Youth Acts, Community Health Impacts: Two Examples
Expertise, training and professional standing have come to be the price of admission into community development work. As community development has become synonymous with housing and financing in particular, and the field has evolved in general, young people often find it hard to make it in the door of community development organizations. But even if community development work is defined more broadly — including the range of areas of community work — professionalization is still an often insurmountable obstacle to youth involvement. When it comes to community health issues, this is certainly the case. Young people find themselves in an unfamiliar world of medical malpractice, physician’s codes of conduct, hospital bureaucracy and genuine field expertise.
Yet young people continue to find ways to make meaningful impact on community health issues. Witness the experiences of two very different efforts — Project HEALTH and a national network of peer health educators in America — both providing vital community development functions in challenging situations.
Project HEALTH
It is hard to argue with either the individual stories or the sweep of statistics that emerge from Project HEALTH’s work in Boston, Providence and Harlem. Boston Family Help Desk — a centerpiece of Project Health — links about 1,000 families a year with the supports that physicians simply can’t offer during 15-minute hospital appointments: food, safe shelter, health insurance, job training and child care. A swimming program takes on the pervasive problem of urban childhood asthma, resulting in improvements in lung capacity that are four times what is possible via medication. And Project HEALTH volunteers provide personal supports and advice to young people dealing with a number of chronic illnesses, helping them to better manage and cope with their diseases. Connected to each of these programs — there are about two dozen in all — are quotes like this one from a Boston parent:
I have asthma, so [growing up] I used to go the emergency room a lot too. I missed a lot of school. I barely graduated because of my attendance. I didn’t want that for my kids. I really wanted them to be in school, to learn, to get a good education.
How is it possible for young people to make contributions like these? The model that makes these impacts possible goes to the heart of the “expertise” issue. College students — many with little or no health-related experience — design and implement programs that bring together existing community resources and medical infrastructure to better meet the needs of families. Critical to the success of these programs are professional mentors — doctors, lawyers, family advocates, nurses — who both identify the issues that the programs address and guide every step of the development process. The mentors bring vital knowledge of both the medical field and the community.
But the organization’s commitment to community engagement goes much further. “One thing I’m proud of is the deep partnership and collaborations we’ve developed with the community,” says Project HEALTH Executive Director Tara Purohit. “In a lot of volunteer experiences, students are in and out. That’s a frustrating experience for the volunteers — but mostly for the community members. We’re trying to overcome that. For instance, community members are involved every time we hire new staff. We have a neighborhood orientation day for all new volunteers, led by members of the community.”

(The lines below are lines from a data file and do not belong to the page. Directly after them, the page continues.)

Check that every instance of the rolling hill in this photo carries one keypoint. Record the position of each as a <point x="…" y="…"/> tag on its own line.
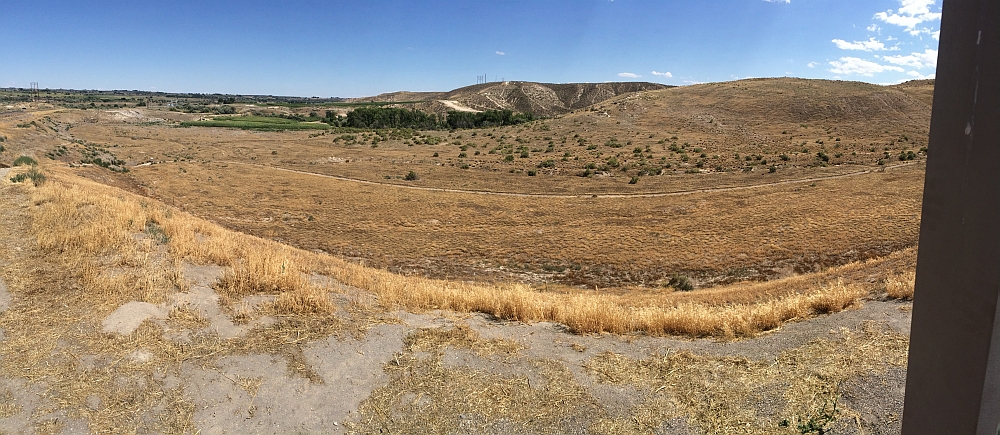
<point x="543" y="99"/>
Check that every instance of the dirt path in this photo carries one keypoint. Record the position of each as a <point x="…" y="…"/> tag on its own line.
<point x="602" y="195"/>
<point x="455" y="105"/>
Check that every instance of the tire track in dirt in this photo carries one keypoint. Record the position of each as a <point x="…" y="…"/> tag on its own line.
<point x="584" y="195"/>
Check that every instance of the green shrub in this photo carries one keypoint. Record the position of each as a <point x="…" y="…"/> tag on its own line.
<point x="36" y="177"/>
<point x="680" y="282"/>
<point x="25" y="160"/>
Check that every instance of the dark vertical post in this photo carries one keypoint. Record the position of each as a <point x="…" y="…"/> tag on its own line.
<point x="952" y="380"/>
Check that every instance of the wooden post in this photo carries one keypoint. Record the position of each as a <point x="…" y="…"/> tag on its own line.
<point x="953" y="378"/>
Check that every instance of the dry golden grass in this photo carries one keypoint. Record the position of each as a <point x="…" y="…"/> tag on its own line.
<point x="426" y="396"/>
<point x="609" y="242"/>
<point x="73" y="214"/>
<point x="724" y="395"/>
<point x="900" y="286"/>
<point x="711" y="394"/>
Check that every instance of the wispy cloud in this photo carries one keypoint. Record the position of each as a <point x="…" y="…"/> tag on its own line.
<point x="870" y="45"/>
<point x="927" y="59"/>
<point x="854" y="65"/>
<point x="911" y="14"/>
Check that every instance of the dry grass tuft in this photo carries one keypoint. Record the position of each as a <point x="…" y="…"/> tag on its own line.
<point x="900" y="286"/>
<point x="75" y="214"/>
<point x="426" y="396"/>
<point x="460" y="336"/>
<point x="802" y="385"/>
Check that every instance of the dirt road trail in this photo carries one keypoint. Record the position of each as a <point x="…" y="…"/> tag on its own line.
<point x="600" y="195"/>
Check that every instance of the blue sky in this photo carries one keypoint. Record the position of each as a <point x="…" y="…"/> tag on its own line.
<point x="359" y="48"/>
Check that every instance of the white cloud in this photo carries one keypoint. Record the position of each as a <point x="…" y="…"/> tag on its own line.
<point x="912" y="13"/>
<point x="927" y="59"/>
<point x="854" y="65"/>
<point x="870" y="45"/>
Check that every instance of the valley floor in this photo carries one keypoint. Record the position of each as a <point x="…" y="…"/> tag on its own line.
<point x="187" y="365"/>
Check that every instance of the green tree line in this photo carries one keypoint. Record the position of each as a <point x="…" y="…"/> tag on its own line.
<point x="391" y="117"/>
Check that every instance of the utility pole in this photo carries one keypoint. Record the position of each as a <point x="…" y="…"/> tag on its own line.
<point x="953" y="373"/>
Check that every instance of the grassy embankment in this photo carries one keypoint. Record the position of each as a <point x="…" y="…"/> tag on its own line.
<point x="92" y="223"/>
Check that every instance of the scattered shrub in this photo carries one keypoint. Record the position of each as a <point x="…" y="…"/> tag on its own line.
<point x="24" y="160"/>
<point x="36" y="177"/>
<point x="680" y="282"/>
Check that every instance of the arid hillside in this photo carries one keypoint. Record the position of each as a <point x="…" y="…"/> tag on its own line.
<point x="721" y="258"/>
<point x="540" y="99"/>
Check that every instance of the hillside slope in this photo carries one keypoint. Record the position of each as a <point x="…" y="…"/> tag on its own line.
<point x="543" y="99"/>
<point x="762" y="116"/>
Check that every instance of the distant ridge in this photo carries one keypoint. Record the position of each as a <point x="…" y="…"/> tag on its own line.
<point x="545" y="99"/>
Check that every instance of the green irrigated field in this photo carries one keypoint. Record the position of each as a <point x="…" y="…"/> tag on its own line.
<point x="257" y="123"/>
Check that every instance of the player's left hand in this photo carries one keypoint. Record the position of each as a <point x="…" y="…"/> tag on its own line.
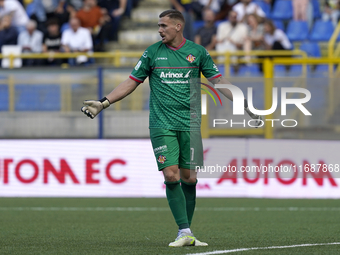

The young people, for their part, provide substantial people power and a commitment to do what medical professionals can’t — bring nonmedical supports into medical settings and bring medical resources out into communities where they’re often absent. Young people end up as vital brokers between families and medical professionals, as well as linkers to the supports that make good health possible — housing, food, income. Their contributions are anything but sporadic — volunteers average 10-15 hours per week of involvement, and nearly all stay engaged through all four years of college. And the majority go on to work with low-income communities after graduation.
The lesson for other organizations: rather than attempting to take over for community development professionals, young people may have the most impact when they work side-by-side or in close consultation with these professionals.